This is the second installment of our series on inflation in the economy. In the first installment, we defined inflation, examined its causes and delineated where I believe inflation may be headed (10%, based on the size of the U.S. money supply). Since that writing, the Federal Reserve has announced the purchase of another $600 billion in U.S. Treasury bonds. This should provide excellent “kindling” for the inflation bonfire that we’re expecting.

In this installment, we’re going to talk about why, despite the huge increase in the money supply, inflation has remained relatively low. The currently low rate of inflation is due to what’s know as the “lag factor.”

The sudden growth in our money supply is similar to the housing boom of 2001-2006. In the past, we have experienced periods of rapidly increasing housing prices but, we had never experienced anything like the increase in home prices that occurred between 2001 and 2006. Most people treated the unprecedented rise in housing prices like it was just another real estate boom. In hindsight, this was the most massive real estate bubble in our nation’s history, but most people didn’t view it as such at the time. The same will be true with the massive increase in the money supply and the future inflation that it will cause. Afterwards, it will be obvious that this large increase in the money supply eventually created inflation, but right now, for most people, it’s not very obvious at all.

Many people are hoping that the economy will make a tremendous recovery and the massive amounts of extra money will be absorbed into the growing economy. There are also those that believe that the Fed will be able to figure out an “exit strategy” before inflation takes hold.
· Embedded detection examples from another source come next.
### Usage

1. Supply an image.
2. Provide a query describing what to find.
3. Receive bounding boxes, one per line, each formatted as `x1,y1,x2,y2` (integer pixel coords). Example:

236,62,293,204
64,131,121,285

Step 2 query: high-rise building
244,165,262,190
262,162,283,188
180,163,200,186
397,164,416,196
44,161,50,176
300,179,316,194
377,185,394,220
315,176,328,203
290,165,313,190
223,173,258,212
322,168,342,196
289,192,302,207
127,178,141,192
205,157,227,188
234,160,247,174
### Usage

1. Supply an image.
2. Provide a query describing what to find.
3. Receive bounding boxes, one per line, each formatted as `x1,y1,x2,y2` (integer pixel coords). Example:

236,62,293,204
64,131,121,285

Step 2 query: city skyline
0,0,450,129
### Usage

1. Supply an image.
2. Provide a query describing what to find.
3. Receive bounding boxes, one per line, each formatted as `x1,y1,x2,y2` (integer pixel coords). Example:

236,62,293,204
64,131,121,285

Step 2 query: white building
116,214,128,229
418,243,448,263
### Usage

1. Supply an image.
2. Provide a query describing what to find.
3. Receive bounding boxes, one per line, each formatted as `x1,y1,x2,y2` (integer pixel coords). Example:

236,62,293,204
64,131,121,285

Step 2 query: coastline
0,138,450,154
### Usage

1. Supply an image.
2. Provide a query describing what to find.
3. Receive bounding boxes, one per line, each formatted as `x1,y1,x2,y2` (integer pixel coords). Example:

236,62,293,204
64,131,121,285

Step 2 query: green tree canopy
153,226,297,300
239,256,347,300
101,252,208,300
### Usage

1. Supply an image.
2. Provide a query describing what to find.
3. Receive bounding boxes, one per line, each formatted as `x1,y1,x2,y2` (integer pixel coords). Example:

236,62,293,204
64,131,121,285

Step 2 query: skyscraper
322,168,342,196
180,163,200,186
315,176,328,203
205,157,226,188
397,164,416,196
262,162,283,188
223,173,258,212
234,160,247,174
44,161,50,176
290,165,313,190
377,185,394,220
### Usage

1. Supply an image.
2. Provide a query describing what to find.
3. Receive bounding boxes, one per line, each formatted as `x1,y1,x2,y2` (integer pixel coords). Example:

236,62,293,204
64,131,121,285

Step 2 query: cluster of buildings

Why are all these people in denial? Because, it is very uncomfortable to face the truth. Everyone wants stability. Inflation effects everyone in a negative way, including investment bankers, economists, and government officials. And that’s especially true of the very high inflation that is experienced in a bubble economy. Many incorrectly believe that if a large increase in the money supply was going to trigger inflation, it would have done so by now.

Understanding Lag Factors
Inflation doesn’t always occur immediately after an increase in the money supply, due to what economists call “lag factors.” Lag factors normally delay inflation for 18 – 24 months. In 1999, Fed Chairman Ben Bernanke wrote a paper, along with several other authors (Laubach, Mishkin, and Posen), that examined past periods of inflation and determined that a two year lag was the most common estimate they encountered in their research.

What Bernake and his co-authors discovered is that the positive impacts of increasing the money supply occur much more quickly than the negative impact of inflation. During and after World War I, Germany wanted to raise money for the war without raising taxes and then she was forced to pay about $33 billion in war reparations that she did not have. The German government decided to just print more money, rather than raise taxes and they printed lots of it!

Many people remember the German Weimar Republic for the pictures of wheel barrows of paper money that were needed to buy almost anything. What few people remember is that when Germany began to rapidly expand its money supply, it experienced very rapid economic growth and unemployment of less than 1%. But the positive impacts of printing lots of money came with a very heavy future price; the worst hyper-inflation the world had ever seen. In late 1923, it took 42 billion German marks to buy just one U.S. cent. And it took 726 billion marks to buy something that, just four years earlier, had only cost one mark.

The joys of printing money come quickly, the pain comes later. There are lots of short-term gains, followed by lots and lots of long-term pain. Inflation is very hard to control once it gets going because getting rid of inflation causes even more economic pain.